Márgarét, áre you gríeving

Over Goldengrove unleaving?

Leáves like the things of man, you

With your fresh thoughts care for, can you?

Ah! ás the heart grows older

It will come to such sights colder

By and by, nor spare a sigh

Though worlds of wanwood leafmeal lie;

And yet you wíll weep and know why.

Now no matter, child, the name:

Sórrow’s spríngs áre the same.

Nor mouth had, no nor mind, expressed

What heart heard of, ghost guessed:

It ís the blight man was born for,

It is Margaret you mourn for.


Gerard Manley Hopkins


Gerard Manley Hopkins SJ (1844 - 1889) was an English poet and Jesuit priest, whose posthumous fame placed him among leading Victorian poets.

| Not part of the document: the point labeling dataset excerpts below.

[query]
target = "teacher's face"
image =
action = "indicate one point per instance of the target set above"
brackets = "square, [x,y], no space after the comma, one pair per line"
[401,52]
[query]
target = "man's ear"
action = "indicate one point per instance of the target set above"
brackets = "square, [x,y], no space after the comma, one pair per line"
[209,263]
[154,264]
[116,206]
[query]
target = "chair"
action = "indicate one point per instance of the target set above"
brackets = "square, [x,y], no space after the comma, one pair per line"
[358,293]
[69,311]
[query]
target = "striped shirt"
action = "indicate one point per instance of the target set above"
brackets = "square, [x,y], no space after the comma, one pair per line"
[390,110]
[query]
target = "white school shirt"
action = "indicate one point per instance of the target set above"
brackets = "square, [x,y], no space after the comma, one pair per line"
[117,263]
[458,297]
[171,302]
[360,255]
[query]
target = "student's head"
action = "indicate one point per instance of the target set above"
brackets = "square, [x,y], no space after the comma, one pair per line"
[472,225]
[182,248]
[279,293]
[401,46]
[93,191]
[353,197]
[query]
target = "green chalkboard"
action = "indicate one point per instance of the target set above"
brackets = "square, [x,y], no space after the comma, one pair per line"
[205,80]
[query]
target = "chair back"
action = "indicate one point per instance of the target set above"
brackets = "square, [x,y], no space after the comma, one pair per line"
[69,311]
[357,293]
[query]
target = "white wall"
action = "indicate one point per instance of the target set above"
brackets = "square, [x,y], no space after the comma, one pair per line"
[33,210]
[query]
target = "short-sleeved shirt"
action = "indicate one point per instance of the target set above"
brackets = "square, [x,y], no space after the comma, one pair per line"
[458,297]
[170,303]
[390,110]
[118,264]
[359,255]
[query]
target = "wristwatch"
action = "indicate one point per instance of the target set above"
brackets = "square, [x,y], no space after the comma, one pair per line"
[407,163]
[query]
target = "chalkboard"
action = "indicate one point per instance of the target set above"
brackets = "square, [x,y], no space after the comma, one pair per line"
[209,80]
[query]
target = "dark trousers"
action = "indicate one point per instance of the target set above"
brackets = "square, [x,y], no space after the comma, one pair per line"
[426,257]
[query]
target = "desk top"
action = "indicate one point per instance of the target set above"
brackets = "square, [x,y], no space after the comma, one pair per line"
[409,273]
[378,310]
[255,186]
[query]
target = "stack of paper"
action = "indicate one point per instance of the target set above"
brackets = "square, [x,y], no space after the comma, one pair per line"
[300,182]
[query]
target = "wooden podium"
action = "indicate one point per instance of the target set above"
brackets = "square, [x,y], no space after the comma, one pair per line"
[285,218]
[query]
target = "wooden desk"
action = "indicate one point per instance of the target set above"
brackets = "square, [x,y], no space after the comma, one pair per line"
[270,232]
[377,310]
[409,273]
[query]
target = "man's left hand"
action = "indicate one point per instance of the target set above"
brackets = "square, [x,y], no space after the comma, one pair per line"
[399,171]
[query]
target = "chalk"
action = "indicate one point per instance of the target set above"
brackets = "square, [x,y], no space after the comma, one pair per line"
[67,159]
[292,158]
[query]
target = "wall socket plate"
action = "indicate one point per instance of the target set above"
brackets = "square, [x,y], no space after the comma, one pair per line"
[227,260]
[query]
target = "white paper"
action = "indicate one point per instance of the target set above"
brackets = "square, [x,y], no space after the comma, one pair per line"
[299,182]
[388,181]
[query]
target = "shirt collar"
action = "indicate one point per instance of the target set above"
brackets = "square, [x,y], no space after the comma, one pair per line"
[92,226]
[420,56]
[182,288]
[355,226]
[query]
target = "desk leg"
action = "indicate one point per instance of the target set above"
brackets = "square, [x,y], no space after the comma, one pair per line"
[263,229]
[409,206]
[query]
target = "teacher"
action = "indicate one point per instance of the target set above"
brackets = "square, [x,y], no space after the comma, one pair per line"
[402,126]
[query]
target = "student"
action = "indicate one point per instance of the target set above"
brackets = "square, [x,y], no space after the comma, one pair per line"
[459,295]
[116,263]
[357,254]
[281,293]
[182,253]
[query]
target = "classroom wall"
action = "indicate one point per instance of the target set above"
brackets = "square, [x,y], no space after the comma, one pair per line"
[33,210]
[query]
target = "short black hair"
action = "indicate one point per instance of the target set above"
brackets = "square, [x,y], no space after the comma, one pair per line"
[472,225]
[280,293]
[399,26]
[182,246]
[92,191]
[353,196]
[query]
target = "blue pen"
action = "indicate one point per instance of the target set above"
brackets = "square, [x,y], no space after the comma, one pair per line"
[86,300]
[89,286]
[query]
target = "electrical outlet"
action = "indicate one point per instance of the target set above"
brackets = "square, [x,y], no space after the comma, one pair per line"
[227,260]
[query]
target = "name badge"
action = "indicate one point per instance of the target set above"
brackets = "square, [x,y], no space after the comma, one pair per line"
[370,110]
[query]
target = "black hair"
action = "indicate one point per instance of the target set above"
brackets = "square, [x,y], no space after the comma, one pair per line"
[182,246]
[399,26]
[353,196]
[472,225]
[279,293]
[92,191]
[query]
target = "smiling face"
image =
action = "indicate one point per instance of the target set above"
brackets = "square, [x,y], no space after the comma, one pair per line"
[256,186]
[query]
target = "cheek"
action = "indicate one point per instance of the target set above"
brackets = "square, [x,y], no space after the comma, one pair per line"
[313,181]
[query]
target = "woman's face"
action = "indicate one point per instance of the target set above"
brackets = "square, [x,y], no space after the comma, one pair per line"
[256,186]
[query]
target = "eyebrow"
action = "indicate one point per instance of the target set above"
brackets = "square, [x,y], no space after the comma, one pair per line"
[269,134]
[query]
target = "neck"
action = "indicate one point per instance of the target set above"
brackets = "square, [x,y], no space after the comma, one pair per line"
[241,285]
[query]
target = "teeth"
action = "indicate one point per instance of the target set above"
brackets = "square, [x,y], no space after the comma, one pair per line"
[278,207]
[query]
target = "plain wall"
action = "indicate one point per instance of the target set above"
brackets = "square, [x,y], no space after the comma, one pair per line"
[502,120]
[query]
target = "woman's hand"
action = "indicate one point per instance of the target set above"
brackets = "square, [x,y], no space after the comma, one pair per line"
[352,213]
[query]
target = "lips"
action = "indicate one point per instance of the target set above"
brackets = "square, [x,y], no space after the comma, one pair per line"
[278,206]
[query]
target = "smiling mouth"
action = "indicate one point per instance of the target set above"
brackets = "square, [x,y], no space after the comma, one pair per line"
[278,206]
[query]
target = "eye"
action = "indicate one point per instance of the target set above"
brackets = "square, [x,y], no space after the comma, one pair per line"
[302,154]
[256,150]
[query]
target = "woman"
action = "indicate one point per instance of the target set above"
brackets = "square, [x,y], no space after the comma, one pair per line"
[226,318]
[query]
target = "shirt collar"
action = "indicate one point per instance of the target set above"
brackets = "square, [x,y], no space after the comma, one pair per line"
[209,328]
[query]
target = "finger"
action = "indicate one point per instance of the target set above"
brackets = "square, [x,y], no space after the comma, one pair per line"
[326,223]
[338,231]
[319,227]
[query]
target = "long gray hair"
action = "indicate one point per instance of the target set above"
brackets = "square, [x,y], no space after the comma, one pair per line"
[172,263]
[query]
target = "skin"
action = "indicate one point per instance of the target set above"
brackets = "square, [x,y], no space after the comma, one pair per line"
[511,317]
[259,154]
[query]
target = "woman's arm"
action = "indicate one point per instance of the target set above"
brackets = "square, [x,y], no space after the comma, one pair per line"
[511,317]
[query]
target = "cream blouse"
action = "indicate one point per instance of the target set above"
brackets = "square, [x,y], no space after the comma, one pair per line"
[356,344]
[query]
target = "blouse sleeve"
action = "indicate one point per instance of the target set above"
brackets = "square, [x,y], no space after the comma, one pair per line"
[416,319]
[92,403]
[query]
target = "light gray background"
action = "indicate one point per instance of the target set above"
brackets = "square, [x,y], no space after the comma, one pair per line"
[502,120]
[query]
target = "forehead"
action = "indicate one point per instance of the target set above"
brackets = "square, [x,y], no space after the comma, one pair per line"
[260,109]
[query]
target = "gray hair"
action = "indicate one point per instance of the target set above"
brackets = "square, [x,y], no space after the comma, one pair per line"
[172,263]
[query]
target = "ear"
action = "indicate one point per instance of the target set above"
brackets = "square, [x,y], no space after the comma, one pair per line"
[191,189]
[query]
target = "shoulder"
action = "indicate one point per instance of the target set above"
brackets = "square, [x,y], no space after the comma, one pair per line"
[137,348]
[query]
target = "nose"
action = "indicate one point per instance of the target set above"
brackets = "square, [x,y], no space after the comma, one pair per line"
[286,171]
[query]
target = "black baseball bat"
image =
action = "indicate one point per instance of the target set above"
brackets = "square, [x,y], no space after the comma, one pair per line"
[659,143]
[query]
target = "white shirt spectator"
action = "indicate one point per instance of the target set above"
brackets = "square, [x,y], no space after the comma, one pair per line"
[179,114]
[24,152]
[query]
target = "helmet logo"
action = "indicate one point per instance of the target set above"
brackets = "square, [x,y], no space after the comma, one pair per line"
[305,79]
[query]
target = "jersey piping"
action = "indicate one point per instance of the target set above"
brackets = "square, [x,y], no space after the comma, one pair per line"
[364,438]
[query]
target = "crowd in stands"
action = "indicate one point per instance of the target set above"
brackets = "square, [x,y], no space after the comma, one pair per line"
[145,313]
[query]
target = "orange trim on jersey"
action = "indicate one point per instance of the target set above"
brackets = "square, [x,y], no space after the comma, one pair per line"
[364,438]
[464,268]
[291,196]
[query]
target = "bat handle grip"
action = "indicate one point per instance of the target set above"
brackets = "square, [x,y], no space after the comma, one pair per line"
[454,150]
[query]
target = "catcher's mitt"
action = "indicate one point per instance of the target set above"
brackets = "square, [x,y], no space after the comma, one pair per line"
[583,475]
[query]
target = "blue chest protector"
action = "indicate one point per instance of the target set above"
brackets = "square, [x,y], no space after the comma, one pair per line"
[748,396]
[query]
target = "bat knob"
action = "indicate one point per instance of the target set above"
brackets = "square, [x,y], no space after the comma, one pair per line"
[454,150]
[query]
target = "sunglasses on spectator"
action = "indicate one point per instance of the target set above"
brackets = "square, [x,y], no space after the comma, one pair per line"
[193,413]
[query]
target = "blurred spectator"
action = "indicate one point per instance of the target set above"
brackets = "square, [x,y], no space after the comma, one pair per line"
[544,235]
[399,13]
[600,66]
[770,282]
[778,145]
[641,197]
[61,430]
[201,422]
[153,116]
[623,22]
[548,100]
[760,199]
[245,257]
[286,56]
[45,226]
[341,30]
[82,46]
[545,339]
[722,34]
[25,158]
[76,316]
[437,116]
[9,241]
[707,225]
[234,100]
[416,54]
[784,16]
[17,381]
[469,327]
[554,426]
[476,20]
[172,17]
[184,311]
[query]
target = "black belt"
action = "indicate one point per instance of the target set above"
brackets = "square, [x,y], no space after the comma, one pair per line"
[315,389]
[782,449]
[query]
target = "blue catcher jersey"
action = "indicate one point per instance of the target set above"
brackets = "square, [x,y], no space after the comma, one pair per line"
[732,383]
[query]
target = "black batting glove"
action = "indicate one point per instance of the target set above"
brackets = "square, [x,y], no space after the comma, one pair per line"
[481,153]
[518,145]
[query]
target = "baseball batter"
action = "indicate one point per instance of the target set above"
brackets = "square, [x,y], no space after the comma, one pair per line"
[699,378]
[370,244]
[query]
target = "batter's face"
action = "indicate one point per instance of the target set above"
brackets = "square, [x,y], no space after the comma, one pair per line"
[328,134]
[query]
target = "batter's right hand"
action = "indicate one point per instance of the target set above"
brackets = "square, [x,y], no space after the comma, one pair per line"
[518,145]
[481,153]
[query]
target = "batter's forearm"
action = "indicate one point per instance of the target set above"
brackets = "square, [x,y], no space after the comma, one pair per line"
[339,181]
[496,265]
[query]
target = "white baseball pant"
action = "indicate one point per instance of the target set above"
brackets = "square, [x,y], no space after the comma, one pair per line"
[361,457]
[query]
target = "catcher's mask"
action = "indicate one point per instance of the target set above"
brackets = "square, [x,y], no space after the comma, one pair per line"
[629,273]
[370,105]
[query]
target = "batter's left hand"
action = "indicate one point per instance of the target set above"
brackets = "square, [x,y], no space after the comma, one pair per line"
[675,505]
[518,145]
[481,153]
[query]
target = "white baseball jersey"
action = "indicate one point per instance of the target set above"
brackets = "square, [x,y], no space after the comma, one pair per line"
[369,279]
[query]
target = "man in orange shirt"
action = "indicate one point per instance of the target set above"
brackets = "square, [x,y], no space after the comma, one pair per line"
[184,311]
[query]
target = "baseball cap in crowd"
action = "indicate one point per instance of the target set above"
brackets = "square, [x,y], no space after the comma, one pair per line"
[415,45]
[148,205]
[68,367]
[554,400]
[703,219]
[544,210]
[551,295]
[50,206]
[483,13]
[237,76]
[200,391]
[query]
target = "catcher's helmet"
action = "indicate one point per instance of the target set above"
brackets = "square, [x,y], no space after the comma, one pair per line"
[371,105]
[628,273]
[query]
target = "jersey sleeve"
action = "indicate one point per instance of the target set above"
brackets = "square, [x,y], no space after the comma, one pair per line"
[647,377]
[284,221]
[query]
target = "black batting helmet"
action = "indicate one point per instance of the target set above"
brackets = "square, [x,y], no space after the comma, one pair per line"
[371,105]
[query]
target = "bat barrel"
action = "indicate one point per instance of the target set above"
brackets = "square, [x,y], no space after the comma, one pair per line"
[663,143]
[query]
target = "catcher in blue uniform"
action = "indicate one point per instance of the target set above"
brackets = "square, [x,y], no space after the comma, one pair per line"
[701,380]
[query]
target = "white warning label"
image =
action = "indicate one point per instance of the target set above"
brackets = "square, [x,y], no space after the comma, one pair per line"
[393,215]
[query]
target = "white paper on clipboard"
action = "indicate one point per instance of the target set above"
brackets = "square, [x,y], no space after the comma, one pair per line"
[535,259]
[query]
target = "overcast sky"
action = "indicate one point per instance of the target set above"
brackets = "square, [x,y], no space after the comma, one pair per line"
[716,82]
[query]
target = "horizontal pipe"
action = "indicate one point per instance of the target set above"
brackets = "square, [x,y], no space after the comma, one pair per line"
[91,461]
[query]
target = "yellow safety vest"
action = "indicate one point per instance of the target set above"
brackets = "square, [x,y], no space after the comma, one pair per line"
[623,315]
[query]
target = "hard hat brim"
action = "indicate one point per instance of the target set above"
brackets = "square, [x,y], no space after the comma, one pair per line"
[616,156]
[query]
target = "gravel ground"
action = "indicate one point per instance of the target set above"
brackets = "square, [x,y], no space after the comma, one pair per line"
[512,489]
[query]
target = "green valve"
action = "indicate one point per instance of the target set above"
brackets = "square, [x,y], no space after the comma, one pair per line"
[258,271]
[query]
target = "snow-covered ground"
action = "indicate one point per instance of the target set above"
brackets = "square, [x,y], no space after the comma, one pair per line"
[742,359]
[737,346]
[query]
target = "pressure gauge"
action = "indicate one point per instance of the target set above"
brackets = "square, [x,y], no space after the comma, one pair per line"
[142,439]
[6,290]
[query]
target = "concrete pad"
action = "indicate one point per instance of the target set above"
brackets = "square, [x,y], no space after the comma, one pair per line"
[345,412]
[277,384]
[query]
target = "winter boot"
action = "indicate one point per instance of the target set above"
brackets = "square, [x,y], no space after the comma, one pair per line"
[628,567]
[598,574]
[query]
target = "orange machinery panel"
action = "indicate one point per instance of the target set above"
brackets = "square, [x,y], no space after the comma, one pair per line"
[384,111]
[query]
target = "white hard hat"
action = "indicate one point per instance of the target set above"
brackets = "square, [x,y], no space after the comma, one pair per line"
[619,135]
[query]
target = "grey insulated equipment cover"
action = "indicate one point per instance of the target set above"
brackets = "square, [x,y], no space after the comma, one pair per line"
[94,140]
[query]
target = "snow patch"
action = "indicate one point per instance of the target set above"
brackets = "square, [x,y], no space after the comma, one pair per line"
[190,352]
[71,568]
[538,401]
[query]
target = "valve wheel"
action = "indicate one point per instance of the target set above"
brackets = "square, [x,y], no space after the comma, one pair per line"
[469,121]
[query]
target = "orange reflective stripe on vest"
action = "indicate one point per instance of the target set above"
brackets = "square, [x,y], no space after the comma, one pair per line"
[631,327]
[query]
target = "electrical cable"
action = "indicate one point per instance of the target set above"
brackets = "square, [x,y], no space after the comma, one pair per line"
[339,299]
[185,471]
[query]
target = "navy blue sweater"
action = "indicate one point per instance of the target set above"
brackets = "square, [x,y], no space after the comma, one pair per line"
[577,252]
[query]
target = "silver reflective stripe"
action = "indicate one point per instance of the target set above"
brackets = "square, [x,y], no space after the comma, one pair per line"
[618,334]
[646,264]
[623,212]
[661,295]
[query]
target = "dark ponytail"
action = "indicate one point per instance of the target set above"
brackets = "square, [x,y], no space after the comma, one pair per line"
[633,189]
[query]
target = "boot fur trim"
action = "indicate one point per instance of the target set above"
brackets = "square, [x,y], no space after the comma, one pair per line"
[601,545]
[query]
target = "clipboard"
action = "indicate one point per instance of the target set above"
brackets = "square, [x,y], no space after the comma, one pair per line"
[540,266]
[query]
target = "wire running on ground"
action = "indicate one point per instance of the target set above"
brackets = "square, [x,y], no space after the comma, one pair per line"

His prosody – notably his concept of sprung rhythm – established him as an innovator, as did his praise of God through vivid use of imagery and nature. Only after his death did Robert Bridges publish a few of Hopkins's mature poems in anthologies, hoping to prepare for wider acceptance of his style. By 1930 Hopkins's work was seen as one of the most original literary advances of his century. It intrigued such leading 20th-century poets as T. S. Eliot, Dylan Thomas, W. H. Auden, Stephen Spender and Cecil Day-Lewis.



A poem I wish I had written myself and Hopkins understanding of a child’s mind and the sadness at the heart of things never fails to astonish me.